I am interested in building a bot for stock market prediction. Should I focus on Deep Learning for time-series forecasting (like using LSTMs or GRUs) or should I dive into Deep Reinforcement Learning (DRL) where the agent learns by taking actions? I'm worried that simple price prediction isn't enough to handle the complexity of a live market environment.
3 answers
Start with LSTMs. They are much easier to debug. If you can't predict the price at better than 55% accuracy, DRL won't save you.
The major difference is that Deep Learning for time-series is a "passive" prediction task—you are just trying to guess the next price. Deep Reinforcement Learning (DRL) is an "active" task where the model learns a policy (Buy, Sell, Hold) based on a reward signal (Profit/Loss).

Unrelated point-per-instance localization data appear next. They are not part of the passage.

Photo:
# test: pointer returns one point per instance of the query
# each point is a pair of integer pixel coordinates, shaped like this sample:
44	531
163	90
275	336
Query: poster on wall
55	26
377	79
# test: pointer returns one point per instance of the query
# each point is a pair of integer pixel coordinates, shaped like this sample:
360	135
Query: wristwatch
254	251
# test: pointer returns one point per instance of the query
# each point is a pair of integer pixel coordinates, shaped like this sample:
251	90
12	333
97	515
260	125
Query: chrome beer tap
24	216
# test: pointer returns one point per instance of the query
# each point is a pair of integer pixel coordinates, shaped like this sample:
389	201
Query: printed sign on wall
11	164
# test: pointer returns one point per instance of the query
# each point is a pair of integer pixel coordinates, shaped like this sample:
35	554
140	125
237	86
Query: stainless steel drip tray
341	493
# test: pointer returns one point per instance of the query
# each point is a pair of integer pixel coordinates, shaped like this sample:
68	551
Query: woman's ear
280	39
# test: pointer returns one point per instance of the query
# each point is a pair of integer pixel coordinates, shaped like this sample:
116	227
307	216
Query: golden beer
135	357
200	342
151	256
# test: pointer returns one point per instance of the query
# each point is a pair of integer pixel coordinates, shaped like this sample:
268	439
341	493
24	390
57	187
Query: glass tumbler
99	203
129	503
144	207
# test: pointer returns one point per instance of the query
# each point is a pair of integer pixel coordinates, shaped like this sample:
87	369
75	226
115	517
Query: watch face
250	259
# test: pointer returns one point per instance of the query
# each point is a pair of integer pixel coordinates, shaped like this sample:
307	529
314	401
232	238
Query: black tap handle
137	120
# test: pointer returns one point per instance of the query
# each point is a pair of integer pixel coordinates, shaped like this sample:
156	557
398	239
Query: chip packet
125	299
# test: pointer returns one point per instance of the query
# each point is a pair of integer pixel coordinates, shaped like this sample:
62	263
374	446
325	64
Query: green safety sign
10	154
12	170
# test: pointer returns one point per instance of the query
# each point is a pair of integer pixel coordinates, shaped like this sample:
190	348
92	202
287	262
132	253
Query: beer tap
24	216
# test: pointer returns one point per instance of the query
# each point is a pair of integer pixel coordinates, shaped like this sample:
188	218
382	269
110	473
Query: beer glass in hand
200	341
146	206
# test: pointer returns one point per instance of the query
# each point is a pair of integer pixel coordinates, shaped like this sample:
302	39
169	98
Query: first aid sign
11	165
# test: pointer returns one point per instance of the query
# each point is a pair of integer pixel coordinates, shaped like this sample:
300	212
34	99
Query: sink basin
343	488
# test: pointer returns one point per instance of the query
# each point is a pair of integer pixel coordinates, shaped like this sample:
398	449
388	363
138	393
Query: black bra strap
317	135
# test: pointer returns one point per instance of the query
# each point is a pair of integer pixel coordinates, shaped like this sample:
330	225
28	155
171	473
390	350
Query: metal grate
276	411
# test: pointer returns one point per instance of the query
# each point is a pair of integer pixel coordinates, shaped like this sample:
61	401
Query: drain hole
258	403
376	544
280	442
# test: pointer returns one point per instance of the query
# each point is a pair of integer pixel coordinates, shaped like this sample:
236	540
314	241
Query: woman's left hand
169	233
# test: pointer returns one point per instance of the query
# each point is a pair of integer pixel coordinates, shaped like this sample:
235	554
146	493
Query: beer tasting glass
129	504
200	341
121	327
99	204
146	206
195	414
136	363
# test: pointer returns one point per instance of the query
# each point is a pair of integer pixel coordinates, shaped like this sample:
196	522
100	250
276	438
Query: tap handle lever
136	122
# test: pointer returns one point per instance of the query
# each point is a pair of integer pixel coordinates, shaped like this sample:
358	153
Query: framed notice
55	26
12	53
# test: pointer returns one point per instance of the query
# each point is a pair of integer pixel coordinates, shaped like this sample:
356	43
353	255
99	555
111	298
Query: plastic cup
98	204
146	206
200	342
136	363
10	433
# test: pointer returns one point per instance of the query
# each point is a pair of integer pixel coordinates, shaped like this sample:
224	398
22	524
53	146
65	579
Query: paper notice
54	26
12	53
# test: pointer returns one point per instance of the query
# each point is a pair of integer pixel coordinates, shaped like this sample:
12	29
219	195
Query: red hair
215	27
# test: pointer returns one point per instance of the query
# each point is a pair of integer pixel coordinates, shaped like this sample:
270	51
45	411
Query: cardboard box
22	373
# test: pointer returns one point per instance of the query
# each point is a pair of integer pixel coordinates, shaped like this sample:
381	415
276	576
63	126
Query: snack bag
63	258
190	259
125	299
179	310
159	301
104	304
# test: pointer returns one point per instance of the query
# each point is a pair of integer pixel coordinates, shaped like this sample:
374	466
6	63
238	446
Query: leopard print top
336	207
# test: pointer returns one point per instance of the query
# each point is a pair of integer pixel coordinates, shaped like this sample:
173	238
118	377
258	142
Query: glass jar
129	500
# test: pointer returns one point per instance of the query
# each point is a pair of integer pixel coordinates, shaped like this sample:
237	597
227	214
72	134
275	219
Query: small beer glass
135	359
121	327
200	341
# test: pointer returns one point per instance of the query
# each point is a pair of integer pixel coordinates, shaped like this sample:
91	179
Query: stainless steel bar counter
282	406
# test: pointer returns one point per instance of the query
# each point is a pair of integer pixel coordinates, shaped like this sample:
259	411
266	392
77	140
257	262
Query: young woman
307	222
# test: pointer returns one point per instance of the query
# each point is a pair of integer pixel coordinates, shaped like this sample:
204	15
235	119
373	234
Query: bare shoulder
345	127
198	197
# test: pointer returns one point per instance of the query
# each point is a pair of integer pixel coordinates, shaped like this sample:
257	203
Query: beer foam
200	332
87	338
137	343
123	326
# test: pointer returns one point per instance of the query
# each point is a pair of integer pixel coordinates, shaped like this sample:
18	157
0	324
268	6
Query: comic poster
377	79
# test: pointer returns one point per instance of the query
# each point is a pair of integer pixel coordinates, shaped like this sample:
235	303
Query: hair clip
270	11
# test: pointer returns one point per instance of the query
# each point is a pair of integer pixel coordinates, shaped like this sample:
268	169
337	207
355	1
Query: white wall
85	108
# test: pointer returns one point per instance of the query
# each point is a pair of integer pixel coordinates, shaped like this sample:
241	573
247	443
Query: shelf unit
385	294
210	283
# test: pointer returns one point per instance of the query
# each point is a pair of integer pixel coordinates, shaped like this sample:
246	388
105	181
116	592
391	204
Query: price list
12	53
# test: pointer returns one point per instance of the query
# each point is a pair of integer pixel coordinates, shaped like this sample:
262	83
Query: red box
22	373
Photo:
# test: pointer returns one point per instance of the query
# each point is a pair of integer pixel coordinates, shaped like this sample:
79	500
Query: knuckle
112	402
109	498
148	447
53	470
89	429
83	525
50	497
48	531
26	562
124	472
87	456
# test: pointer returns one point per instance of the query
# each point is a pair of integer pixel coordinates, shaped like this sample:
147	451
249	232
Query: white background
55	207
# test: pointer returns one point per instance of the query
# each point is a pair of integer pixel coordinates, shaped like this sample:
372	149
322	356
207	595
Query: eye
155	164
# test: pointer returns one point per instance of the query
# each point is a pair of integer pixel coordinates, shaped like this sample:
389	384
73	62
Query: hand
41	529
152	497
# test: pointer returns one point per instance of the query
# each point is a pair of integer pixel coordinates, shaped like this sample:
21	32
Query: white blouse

In trading, price prediction is often not enough because of slippage and transaction costs. A DRL agent can learn to account for these factors. However, DRL is notoriously difficult to train and can be very unstable. I recommend starting with a strong Deep Learning forecasting model as a "feature" for a simpler rule-based trading system before going full DRL.
How do you plan to handle the "non-stationary" nature of market data, where the patterns learned today might be completely irrelevant tomorrow?
Steven, that is the million-dollar question! I was thinking of using a "sliding window" training approach or even an Online Learning setup where the model updates its weights daily. Nancy's point about DRL learning the "policy" rather than just the "price" is really convincing, though. If the market shifts, a DRL agent might recognize that its current strategy is losing money and adapt its risk management faster than a simple price-forecaster would.
Karen is right. If your input features (the price prediction) are garbage, your DRL agent will just learn to gamble more efficiently.